Doch, ist es. Sonst wäre Kinematik kein Teilgebiet der Physik. Dann wäre die LT auch keine Physik, denn die ist Kinematik pur. Und dann ist klar auch die relativistische Beschleunigungstransformation keine Physik, denn darin kommt Dynamik ebenfalls nicht vor:
a_x = a_x' * sqr ((1-v²/c²)^3)
a_y = a_y' * (1 - v²/c²)
Keine Spur von Kräften bzw. Massen!
Die LT ist eine Koordinatentransformation. Kinematik ist die Lehre davon, wie man Bewegungen analytisch beschreibt. Also wie man Bewegungen durch zeitveränderliche Ortskoordinaten beschriebt, wie man durch Ableitung nach der Zeit zuerst auf Geschwindigkeit und dann auf Beschleunigung kommt und so fort.
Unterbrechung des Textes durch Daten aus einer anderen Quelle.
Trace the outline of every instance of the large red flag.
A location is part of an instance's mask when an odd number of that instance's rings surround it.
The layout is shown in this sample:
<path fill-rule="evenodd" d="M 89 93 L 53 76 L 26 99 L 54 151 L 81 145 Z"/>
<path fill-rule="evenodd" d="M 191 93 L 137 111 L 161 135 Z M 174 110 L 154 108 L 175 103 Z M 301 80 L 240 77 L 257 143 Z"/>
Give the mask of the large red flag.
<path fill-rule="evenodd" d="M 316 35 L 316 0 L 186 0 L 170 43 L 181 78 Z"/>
Da Koordinatensysteme also Thema der Kinematik sind, sind Transformationen zwischen Koordinatensystemen natürlich auch im Rahmen der Kinematik beschreibbar. Man kann in der Kinematik auch beschleunigte Bewegungen beschreiben, wenn diese vorgegeben sind. Man kann aber nicht rein Kinematisch herleiten, wie Beschleunigungen zustande kommen.
Das ist es aber, was ihr hier versucht. Wenn ihr von einem ausgedehnten Objekt vorgibt, wie sich dessen Schwerpunkt beschleunigt bewegt, dann sagt die Kinematik nichts darüber aus, wie sich die anderen Punkte des Körpers relativ zu diesem bewegen. Das lässt sich nur dynamisch bestimmen. Fabers versuch, die dynamische Kontraktion von beschleunigten Körpern herzuleiten, ist ohne Betrachtung der wirkenden Kräfte schlicht nicht möglich.
Nun kann man einfach festlegen, dass alle Punkte eines Körpers gleichartig beschleunigen. Das wäre die Näherung starrer Körper. Oder man kann (wie Faber) festlegen, dass die Körper bei Beschleunigung stets ihre Ruhelänge beibehalten und bemerken, dass das bei Rotationen nicht funktioniert. Aber jede dieser Festlegungen ist willkürlich und nur eine mathematische Spielerei, weil Beschleunigungen in der Physik nun einmal dynamisch zu berechnen sind, also unter Verwendung von Kräften.
Wobei ich nichts gegen mathematische Spielereien gesagt haben will. Man kann viel aus ihnen lernen. Zum Beispiel sieht man hier schön, wo ihre Grenzen liegen.